Therefore $[f]*[\bar{g}]\simeq_p [e_{x_0}]$ (by simply connected space assumption).
Then
$$
\begin{aligned}
[f]*[\bar{g}]&\simeq_p [e_{x_0}]\\
([f]*[\bar{g}])*[g]&\simeq_p [e_{x_0}]*[g]\\
[f]*([\bar{g}]*[g])&\simeq_p [e_{x_0}]*[g]\\
[f]*[e_{x_1}]&\simeq_p [e_{x_0}]*[g]\\
[f]&\simeq_p [g]
\end{aligned}
$$
#### Definition of group homomorphism induced by continuous map
Let $h:(X,x_0)\to (Y,y_0)$ be a continuous map, define $h_*:\Pi_1(X,x_0)\to \Pi_1(Y,y_0)$ where $h(x_0)=y_0$. by $h_*([f])=[h\circ f]$.
$h_*$ is called the group homomorphism induced by $h$ relative to $x_0$.

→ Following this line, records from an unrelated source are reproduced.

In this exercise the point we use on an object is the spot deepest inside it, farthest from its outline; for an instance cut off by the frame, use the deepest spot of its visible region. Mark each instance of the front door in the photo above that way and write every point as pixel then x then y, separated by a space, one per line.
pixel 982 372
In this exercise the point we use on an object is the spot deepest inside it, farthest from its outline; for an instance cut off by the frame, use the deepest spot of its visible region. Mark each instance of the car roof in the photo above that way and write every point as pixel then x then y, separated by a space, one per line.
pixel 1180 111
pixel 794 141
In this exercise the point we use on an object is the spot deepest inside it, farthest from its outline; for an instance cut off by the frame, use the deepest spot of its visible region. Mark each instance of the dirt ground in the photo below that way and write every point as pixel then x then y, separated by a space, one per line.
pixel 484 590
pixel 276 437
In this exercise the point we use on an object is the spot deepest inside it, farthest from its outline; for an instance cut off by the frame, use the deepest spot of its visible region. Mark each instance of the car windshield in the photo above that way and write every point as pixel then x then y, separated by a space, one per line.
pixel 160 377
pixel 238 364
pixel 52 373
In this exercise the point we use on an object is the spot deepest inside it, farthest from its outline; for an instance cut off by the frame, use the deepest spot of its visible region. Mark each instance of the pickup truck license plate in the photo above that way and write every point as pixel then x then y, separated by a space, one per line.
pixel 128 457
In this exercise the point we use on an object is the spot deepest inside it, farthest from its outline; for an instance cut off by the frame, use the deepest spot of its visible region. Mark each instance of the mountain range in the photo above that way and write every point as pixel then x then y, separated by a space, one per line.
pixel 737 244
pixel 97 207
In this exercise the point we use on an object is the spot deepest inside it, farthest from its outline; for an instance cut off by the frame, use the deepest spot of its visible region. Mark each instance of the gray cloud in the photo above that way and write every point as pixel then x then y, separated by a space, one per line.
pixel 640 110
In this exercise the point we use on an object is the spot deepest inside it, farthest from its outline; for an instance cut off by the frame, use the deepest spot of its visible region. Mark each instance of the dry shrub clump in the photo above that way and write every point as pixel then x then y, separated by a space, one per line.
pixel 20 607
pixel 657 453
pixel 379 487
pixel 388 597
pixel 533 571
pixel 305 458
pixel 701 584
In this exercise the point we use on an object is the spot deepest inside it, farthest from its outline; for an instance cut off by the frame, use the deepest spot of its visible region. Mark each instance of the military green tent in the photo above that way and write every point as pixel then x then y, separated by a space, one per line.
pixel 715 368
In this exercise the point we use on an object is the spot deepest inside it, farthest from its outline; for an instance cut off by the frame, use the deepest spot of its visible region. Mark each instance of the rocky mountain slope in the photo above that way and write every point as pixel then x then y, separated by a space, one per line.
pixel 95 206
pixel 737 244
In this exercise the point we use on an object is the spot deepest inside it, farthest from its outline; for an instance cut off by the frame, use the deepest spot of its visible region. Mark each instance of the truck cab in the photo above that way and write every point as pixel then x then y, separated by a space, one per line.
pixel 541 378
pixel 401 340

Check the homomorphism property
$$
\begin{aligned}
h_*([f]*[g])&=h_*([f*g])\\
&=[h_*[f*g]]\\
&=[h_*[f]*h_*[g]]\\
&=[h_*[f]]*[h_*[g]]\\
&=h_*([f])*h_*([g])
\end{aligned}
$$
#### Theorem composite of group homomorphism
If $h:(X,x_0)\to (Y,y_0)$ and $k:(Y,y_0)\to (Z,z_0)$ are continuous maps, then $k_* \circ h_*:\Pi_1(X,x_0)\to \Pi_1(Z,z_0)$ where $h_*:\Pi_1(X,x_0)\to \Pi_1(Y,y_0)$, $k_*:\Pi_1(Y,y_0)\to \Pi_1(Z,z_0)$,is a group homomorphism.
Proof
Let $f$ be a loop based at $x_0$.
$$
\begin{aligned}
k_*(h_*([f]))&=k_*([h\circ f])\\
&=[k\circ h\circ f]\\
&=[(k\circ h)\circ f]\\
&=(k\circ h)_*([f])\\
\end{aligned}
$$
#### Corollary of composite of group homomorphism
Let $\operatorname{id}:(X,x_0)\to (X,x_0)$ be the identity map. This induces $(\operatorname{id})_*:\Pi_1(X,x_0)\to \Pi_1(X,x_0)$.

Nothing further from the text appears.